OLI will act to provide a collective agreement amongst stakeholders to facilitate
optimized optical bandwidth utilization and to provide a set of deliverables covering
the high-level objectives, definition and characterization of an OLI open network,
deployment scenarios and reference configurations, OLI compliant network
architectures as well as effectiveness as a green technology.

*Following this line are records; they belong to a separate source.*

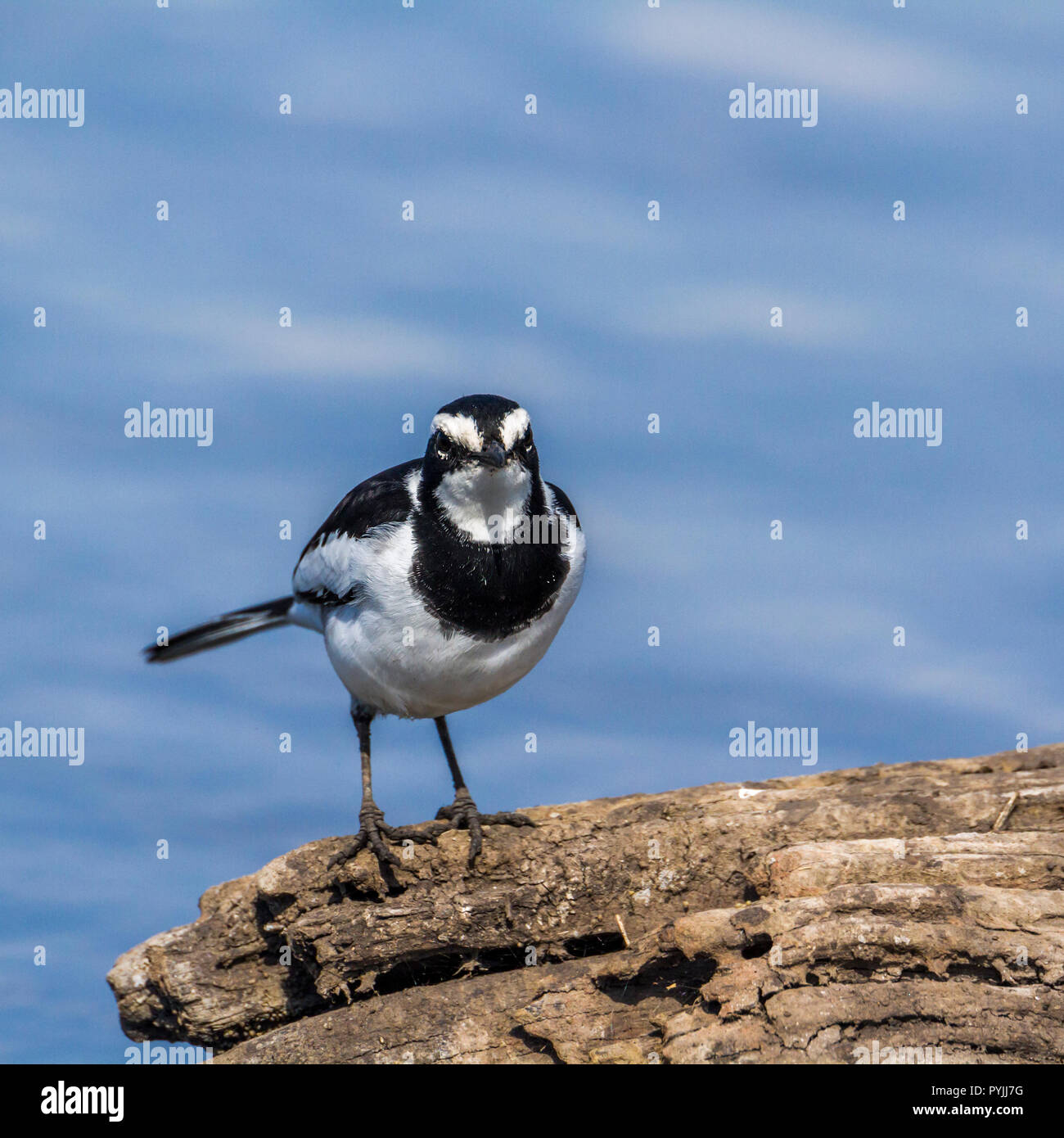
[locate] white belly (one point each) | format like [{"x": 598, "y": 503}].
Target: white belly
[{"x": 393, "y": 656}]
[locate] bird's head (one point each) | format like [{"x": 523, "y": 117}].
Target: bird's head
[{"x": 480, "y": 461}]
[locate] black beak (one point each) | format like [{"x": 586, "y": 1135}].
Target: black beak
[{"x": 493, "y": 455}]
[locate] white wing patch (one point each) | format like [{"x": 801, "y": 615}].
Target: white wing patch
[{"x": 460, "y": 429}]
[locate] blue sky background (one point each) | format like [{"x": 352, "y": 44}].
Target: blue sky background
[{"x": 393, "y": 318}]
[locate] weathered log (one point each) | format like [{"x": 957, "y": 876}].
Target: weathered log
[{"x": 595, "y": 874}]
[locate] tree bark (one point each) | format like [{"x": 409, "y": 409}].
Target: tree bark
[{"x": 845, "y": 916}]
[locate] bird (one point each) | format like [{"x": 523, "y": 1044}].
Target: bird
[{"x": 436, "y": 585}]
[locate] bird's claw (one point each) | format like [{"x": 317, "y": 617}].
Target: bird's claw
[
  {"x": 462, "y": 814},
  {"x": 373, "y": 834}
]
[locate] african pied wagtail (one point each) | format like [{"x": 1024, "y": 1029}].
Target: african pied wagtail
[{"x": 437, "y": 585}]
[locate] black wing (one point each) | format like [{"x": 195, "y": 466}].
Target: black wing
[
  {"x": 562, "y": 499},
  {"x": 322, "y": 575}
]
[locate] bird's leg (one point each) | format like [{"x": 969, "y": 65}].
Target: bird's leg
[
  {"x": 462, "y": 814},
  {"x": 373, "y": 832}
]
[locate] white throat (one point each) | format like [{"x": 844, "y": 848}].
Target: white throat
[{"x": 485, "y": 504}]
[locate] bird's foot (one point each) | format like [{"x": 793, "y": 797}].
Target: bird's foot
[
  {"x": 373, "y": 834},
  {"x": 462, "y": 814}
]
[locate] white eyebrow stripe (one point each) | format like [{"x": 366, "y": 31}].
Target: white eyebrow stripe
[
  {"x": 460, "y": 429},
  {"x": 515, "y": 426}
]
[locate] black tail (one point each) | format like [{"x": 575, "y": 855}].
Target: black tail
[{"x": 227, "y": 628}]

While the paper highlights the fact that a common framework is required to reach the
set goal, it does not, at this point in time, provide any detailed methodologies of
reaching this goal. Further study is required to determine the best frame to proceed.
2. Introduction
The ongoing Internet growth has quickly transformed peoples lifestyle, both in their
social and professional spaces. To some of todays network architects, it has become
increasingly apparent that, even if anybody can imagine the look and feel of humaninteraction in the future internet, it is no longer easy to keep building scalable network
architectures based on evolutionary improvements of previous technologies.
Today the fast increasing market of the always on and connected end users, smart
mobile phones, the growing bandwidth demands of multi-screen multimedia and
interactive content services, as well as the launch of cloud computing business
applications, all bear witness to a new wave on the Internet ecosystem. For example,
currently, good quality streaming of a HDTV program with MPEG-2 compression
typically requires about 12 - 15 Mbps per channel. A triple-play system bandwidth
may range from 16 to 48 Mbps depending on the services and compression formats.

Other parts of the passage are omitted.